Dr Smith said Ms Pullar had emailed him many times seeking his intervention in her case after he became minister in 2008 but he had declined saying it would be inappropriate.



Labour deputy leader Grant Robertson said that as Dr Smith was ACC Minister at the time he wrote the letter, he was was "hopelessly conflicted".

"It would seem to me to be highly inappropriate for the minister to be providing a reference such as this."

Earlier yesterday Mr Key confirmed he, too, knew Ms Pullar and met her when he entered politics, shortly after the bicycle accident in which she suffered head injuries.

"For a number of years she had mentioned to me, when I was at events, her frustration with ACC, so it was well known."

Mr Key did not believe it was inappropriate for Ms Boag to act as Ms Pullar's support person during the December meeting with ACC officials Philip Murch and Hans Verberne.

ACC's account of the affair has been disputed by Ms Pullar and Ms Boag.



ACC has now given its files on the matter to the police.

A spokesman confirmed the matter was now under investigation, but could give no timeline on when any assessment would be completed.

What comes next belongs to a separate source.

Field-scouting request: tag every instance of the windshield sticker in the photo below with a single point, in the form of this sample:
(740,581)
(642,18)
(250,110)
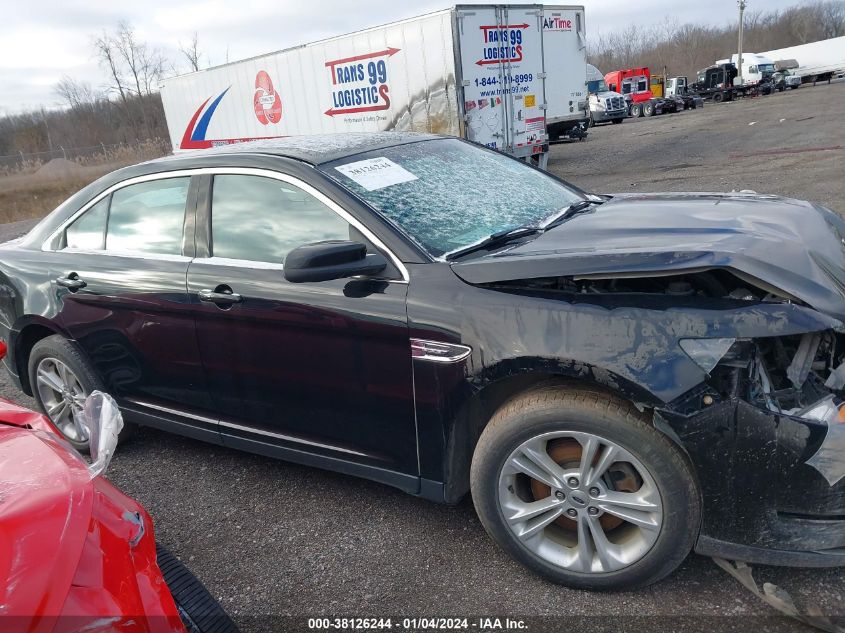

Ms Pullar yesterday denied ACC's allegations.

"I made no threats and no demands of ACC," she said. "I made no threats and no demands for return of the information. I did not threaten ACC that I would inform the media of the alleged privacy issue. I did not threaten ACC to get my own way in any way.
"ACC were advised the file had been sent by one of their staff.

"The purpose of the meeting was to discuss how ACC could most effectively support my rehabilitation and return to work."